Perlin: My first trip to meet Ed in Kansas was awkward. But like with most of the people I went to film, I’d had extensive phone conversations with him prior to meeting in person. I’m not going to pretend that I wasn’t nervous. Especially when he closed me inside the missile silo and turned out the lights and left, as you see in the film, which was completely unplanned.
But it was easy to talk with Ed and everyone else I filmed. Each of my subjects and I had hours, and in some cases days, of conversations about their lives and philosophies and ideas. So I didn’t feel all that unsafe after that. I also realized that one of the fun things these guys do is close each other into their bunkers to hear and feel what it sounds like from outside.
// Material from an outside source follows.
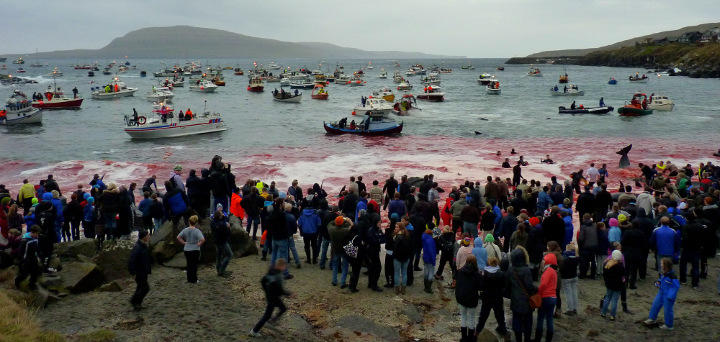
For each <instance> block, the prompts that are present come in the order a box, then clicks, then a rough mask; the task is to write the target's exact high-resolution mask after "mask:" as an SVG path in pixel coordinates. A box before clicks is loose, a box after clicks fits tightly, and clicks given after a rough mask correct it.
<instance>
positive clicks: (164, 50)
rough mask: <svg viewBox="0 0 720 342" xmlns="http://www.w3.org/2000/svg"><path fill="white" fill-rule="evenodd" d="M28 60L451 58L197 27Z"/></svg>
mask: <svg viewBox="0 0 720 342" xmlns="http://www.w3.org/2000/svg"><path fill="white" fill-rule="evenodd" d="M23 56H26V58H121V57H123V56H131V57H135V58H200V57H202V58H364V59H366V58H397V59H401V58H449V57H452V56H441V55H431V54H425V53H420V52H401V51H366V50H360V49H354V48H347V47H342V46H337V45H333V44H328V43H315V42H309V43H294V42H284V41H280V40H275V39H265V38H257V37H251V36H246V35H242V34H238V33H234V32H229V31H224V30H217V29H209V28H202V27H193V26H170V27H147V28H142V29H139V30H135V31H132V32H130V33H128V34H126V35H124V36H122V37H119V38H115V39H113V40H112V41H111V42H110V44H108V45H106V46H105V47H103V48H101V49H98V50H89V49H78V50H62V51H51V52H40V53H29V54H25V55H23Z"/></svg>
Eventually I felt welcomed by that unusual ritual. (And on a different occasion I tried the smoothie Ed made. It had bananas in it and was delicious.)
Filmmaker: Probably the biggest surprise for me was seeing how content several of these men are. They seem to find a sort of inner peace or serenity isolated far away from society — society that might be quick to slap on the dismissive label of “mentally ill.” Bunker solitude really works for them. So did you have any particular preconceived notions of your own upended during production?
Perlin: I make films because of a deep-seated desire to understand a particular phenomenon that I see in society. As an American I’m constantly surprised by the ways in which ideas of individualism and self-preservation manifest themselves.
These attitudes have deep ties to a story we’re all told about the history of America and its heroes. The subjects of Bunker are escaping constraints they felt in their prior lives, while at the same time expressing their sense of freedom and calm in a space that is isolated and cut off. I don’t think that bunker solitude works for them, but that’s where they’ve been able to find space in which to look for themselves.
At the same time they also know and feel their isolation in deep, even profound, ways. Every one of them describes a strong desire to help others, and to build a community within or around their bunker space. Whether they can do that or not is another story.
Filmmaker: So have all the participants seen the final cut? What’s been the reactions?
Perlin: I’m in touch with many of the participants in the film, but they haven’t seen Bunker — and they haven’t wanted to. They know I’ve respected the trust and confidence they put in me throughout the process. And they tell me they remember our subterranean conversations with pleasure. They’re content to know that Bunker is having a successful life out in the world without them.